À travers son expérience de plaidoyer au sein de Grandir Dignement, Herizo Tsarahoby éclaire les réalités de la détention des mineurs et les voies possibles vers leur réinsertion sociale.
Comment le projet Grandir Dignement accompagne-t-il concrètement les enfants en conflit avec la loi jusqu’à leur réinsertion sociale ?
Grandir Dignement (Ndlr: une association soutenue par l’Union européenne, l’Agence française de développement et l’Unicef, et qui accompagne les enfants en conflit avec la loi) intervient dès la décision du juge.
En milieu carcéral, l’équipe apporte un appui éducatif, alimentaire et sanitaire, tout en contribuant à l’amélioration des conditions de détention. En liberté surveillée, elle assure un suivi éducatif individualisé en milieu communautaire. Après l’exécution de la peine, le Service d’insertion en milieu ouvert (SIMO) maintient un accompagnement fondé sur le dialogue et l’écoute, afin de favoriser une réinsertion sociale durable.

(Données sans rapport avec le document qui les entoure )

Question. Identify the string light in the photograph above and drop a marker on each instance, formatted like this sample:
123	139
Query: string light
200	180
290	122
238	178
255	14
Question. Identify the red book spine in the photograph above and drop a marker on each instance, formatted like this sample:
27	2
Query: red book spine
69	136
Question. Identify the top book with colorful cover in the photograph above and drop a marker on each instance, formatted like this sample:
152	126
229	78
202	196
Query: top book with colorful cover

Quelles sont, selon vous, les mesures ou peines alternatives à la détention les plus adaptées au contexte malgache, et comment sont-elles mises en œuvre ?

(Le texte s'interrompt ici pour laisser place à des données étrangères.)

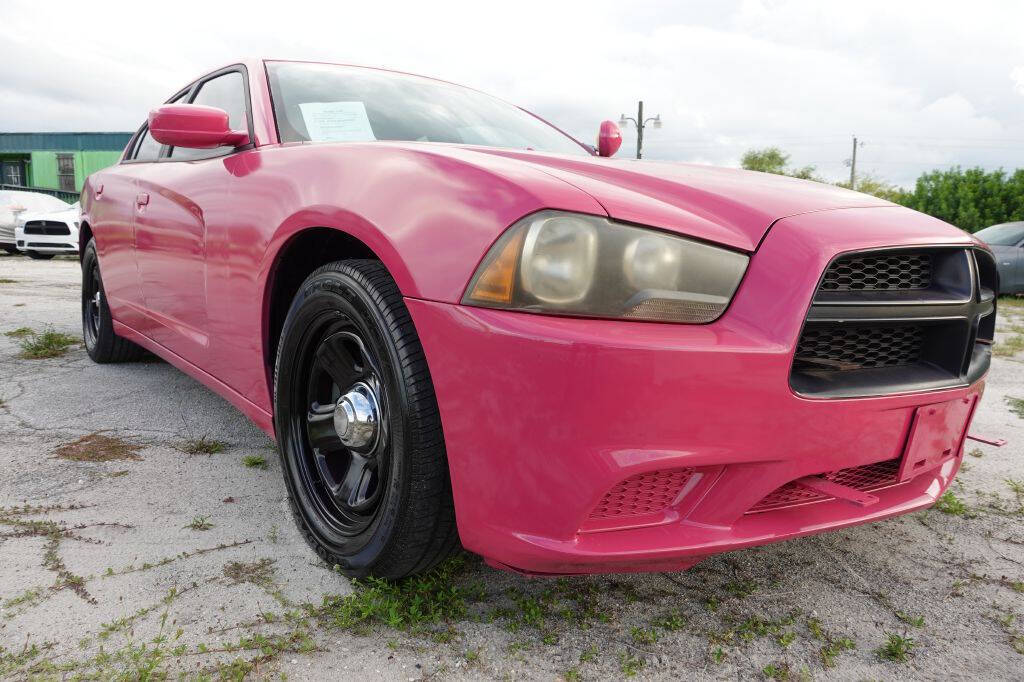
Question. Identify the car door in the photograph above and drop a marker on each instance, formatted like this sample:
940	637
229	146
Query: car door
176	203
110	205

La loi n° 2016-018 du 22 août 2016 prévoit quatre alternatives à la détention : le contrôle judiciaire, déjà appliqué ; les travaux d’intérêt général, non appliqués faute de décret ; le placement en famille d’accueil, également bloqué pour la même raison ; et la liberté surveillée, qui est effectivement mise en œuvre et demeure la mesure la plus opérationnelle.
La liberté surveillée est souvent évoquée comme une alternative. Quels en sont les avantages et les limites dans la pratique quotidienne ?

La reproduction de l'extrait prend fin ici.